|Photo by Kat J on Unsplash|
I remember that at her funeral, I had to not talk about how I met her. While her other friends talked about how they knew her from church, or from school, or from her epic travel adventures, I kept silent, even as we were asked how we got to know her.
No one from her church knew that we all met at a support group for same-sex attracted Christians.
None of her friends she was close to knew that part of the reason why she died was because she couldn't stand being gay.
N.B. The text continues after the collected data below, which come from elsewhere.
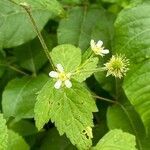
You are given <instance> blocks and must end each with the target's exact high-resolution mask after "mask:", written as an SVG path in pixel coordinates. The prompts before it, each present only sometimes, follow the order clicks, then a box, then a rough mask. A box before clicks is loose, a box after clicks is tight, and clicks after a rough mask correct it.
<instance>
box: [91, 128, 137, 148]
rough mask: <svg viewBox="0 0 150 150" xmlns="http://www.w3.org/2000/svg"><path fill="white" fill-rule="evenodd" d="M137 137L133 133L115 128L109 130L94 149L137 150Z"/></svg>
mask: <svg viewBox="0 0 150 150" xmlns="http://www.w3.org/2000/svg"><path fill="white" fill-rule="evenodd" d="M135 145H136V142H135V137H134V136H133V135H132V134H129V133H126V132H123V131H122V130H118V129H114V130H111V131H109V132H108V133H107V134H106V135H105V136H104V137H103V138H102V139H101V140H100V141H99V142H98V144H97V145H96V146H95V147H94V148H93V150H129V149H130V150H131V149H132V150H137V149H136V147H135Z"/></svg>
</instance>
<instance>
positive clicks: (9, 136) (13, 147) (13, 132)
mask: <svg viewBox="0 0 150 150" xmlns="http://www.w3.org/2000/svg"><path fill="white" fill-rule="evenodd" d="M7 150H29V146H28V144H27V143H26V142H25V140H24V139H23V138H22V137H21V136H20V135H19V134H17V133H15V132H14V131H12V130H8V148H7Z"/></svg>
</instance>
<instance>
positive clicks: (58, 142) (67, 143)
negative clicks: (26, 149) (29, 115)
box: [40, 128, 76, 150]
mask: <svg viewBox="0 0 150 150" xmlns="http://www.w3.org/2000/svg"><path fill="white" fill-rule="evenodd" d="M68 148H70V149H71V150H76V148H75V147H74V146H73V145H72V144H71V143H70V141H69V140H68V139H67V138H66V137H65V136H64V135H63V136H60V135H59V133H58V131H57V130H56V128H52V129H50V130H49V131H48V132H47V133H46V135H45V137H44V139H43V141H42V144H41V147H40V150H50V149H52V150H60V149H61V150H67V149H68ZM68 150H69V149H68Z"/></svg>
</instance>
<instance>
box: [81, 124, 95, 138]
mask: <svg viewBox="0 0 150 150" xmlns="http://www.w3.org/2000/svg"><path fill="white" fill-rule="evenodd" d="M83 134H85V135H86V137H87V138H88V139H92V138H93V133H92V128H91V127H89V126H88V127H86V129H85V130H83Z"/></svg>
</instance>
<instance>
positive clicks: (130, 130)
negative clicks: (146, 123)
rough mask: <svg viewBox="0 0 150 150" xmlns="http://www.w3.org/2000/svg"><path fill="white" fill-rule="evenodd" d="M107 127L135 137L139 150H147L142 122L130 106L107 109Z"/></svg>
mask: <svg viewBox="0 0 150 150" xmlns="http://www.w3.org/2000/svg"><path fill="white" fill-rule="evenodd" d="M107 125H108V127H109V129H116V128H117V129H122V130H123V131H125V132H129V133H131V134H133V135H135V137H136V142H137V147H138V149H139V150H146V149H149V146H150V145H149V144H148V143H149V142H148V143H147V144H145V140H146V134H145V128H144V125H143V122H142V120H141V118H140V116H139V115H138V114H137V112H136V111H135V110H134V108H133V106H131V104H120V105H114V106H111V107H109V108H108V111H107Z"/></svg>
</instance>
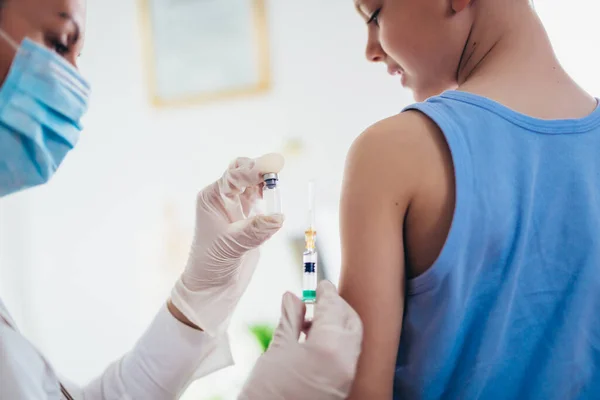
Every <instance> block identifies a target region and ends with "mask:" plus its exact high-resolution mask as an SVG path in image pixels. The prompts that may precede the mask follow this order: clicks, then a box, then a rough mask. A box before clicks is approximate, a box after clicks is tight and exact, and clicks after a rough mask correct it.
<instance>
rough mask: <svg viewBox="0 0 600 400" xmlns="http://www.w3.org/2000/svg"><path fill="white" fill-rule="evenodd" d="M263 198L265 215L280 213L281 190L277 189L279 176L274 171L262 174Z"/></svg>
mask: <svg viewBox="0 0 600 400" xmlns="http://www.w3.org/2000/svg"><path fill="white" fill-rule="evenodd" d="M263 181H264V186H263V200H264V202H265V213H266V215H273V214H281V213H282V209H281V191H280V189H279V176H278V175H277V174H276V173H268V174H264V175H263Z"/></svg>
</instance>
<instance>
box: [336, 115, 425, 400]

No one knew that she had a failed relationship with a guy the year before she died.
No one knew.
And my heart breaks for the fact that if someone had loved her, if she had a partner, female or male, to be there for her, to hold her when her cat died, when her mom died, when she was in the midst of her darkest depression, perhaps she would not have felt so lonely, perhaps she wouldn't have felt that life was not worth living.
I know, because I've been there.
Just days after she passed, I had the recurring thought of ending it all with the help of a coat-hanger. It might have been because of the Christmas sermon. It might have been because I felt like I wasn't worth much in the eyes of my senior pastor. It might have been because of all the homophobia I'd internalized for so long.
But life is worth living. For the sake of my partner, for my family, for my friends.
But most of all, because I know I am loved.
Did she know that she was?
Which makes it even more tragic.
The largest hall at the crematorium was filled and overflowing by the time the first service ended. All these friends and she felt none of the love. All of whom remembered her, close to none knew the secret that she kept to the grave with her.
Why was it her and not me?
I miss her.
The vivacious, fun-loving, funny, inspiring friend that I once had. That I once knew. Now in a pile of ashes in an urn.
Good thing I'm seeing my counsellor tomorrow. Maybe this is something we can process together.
Well, that's about it folks. Good night.